PolynomialRegressor: Robust Polynomial Regression with Machine Gnostics¶

The PolynomialRegressor is a robust polynomial regression model built on the Machine Gnostics framework. Unlike traditional statistical models that rely on probabilistic assumptions, this model uses algebraic and geometric structures to provide deterministic, resilient, and interpretable regression for real-world data.

Overview¶

The Machine Gnostics PolynomialRegressor is designed for robust regression tasks, especially where data may contain outliers, noise, or non-Gaussian distributions. It leverages the core principles of Mathematical Gnostics (MG) to deliver reliable results even in challenging scenarios.

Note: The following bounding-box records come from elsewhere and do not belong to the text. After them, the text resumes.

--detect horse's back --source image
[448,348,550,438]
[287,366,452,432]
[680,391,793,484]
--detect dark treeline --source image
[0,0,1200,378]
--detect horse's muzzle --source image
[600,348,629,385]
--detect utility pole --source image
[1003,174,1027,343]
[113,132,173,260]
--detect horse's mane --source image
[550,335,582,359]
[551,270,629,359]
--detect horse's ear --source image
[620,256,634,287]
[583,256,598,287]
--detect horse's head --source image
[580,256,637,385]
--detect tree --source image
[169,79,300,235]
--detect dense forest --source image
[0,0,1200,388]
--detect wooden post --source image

Deterministic & Finite: No randomness or probability; all computations are reproducible.
Event-Level Modeling: Handles uncertainty and error at the level of individual data events.
Algebraic Inference: Utilizes gnostic algebra and error geometry for robust learning.
Resilient: Designed to be robust against outliers, corrupted data, and distributional shifts.
Flexible: Supports numpy arrays, pandas DataFrames, and pyspark DataFrames.
mlflow Integration: For experiment tracking and deployment.
Easy Model Persistence: Save and load models with joblib.

Key Features¶

Fits a polynomial regression model
Flexible polynomial degree (linear and higher-order)
Robust to outliers and non-Gaussian noise
Iterative optimization with early stopping and convergence tolerance
Adaptive sample weighting using gnostic loss
Training history tracking for analysis and visualization
Customizable loss functions and scaling strategies
Compatible with numpy arrays for input/output

Parameters¶

Parameter	Type	Default	Description
`degree`	`int`	`2`	Degree of the polynomial to fit.
`scale`	`str` \| `int` \| `float`	`'auto'`	Scaling method or value for input features.
`max_iter`	`int`	`100`	Maximum number of optimization iterations.
`tolerance`	`float`	`1e-2`	Tolerance for convergence.
`mg_loss`	`str`	`'hi'`	Loss function to use ('hi', 'fi', etc.).
`early_stopping`	`bool`	`True`	Whether to stop early if convergence is detected.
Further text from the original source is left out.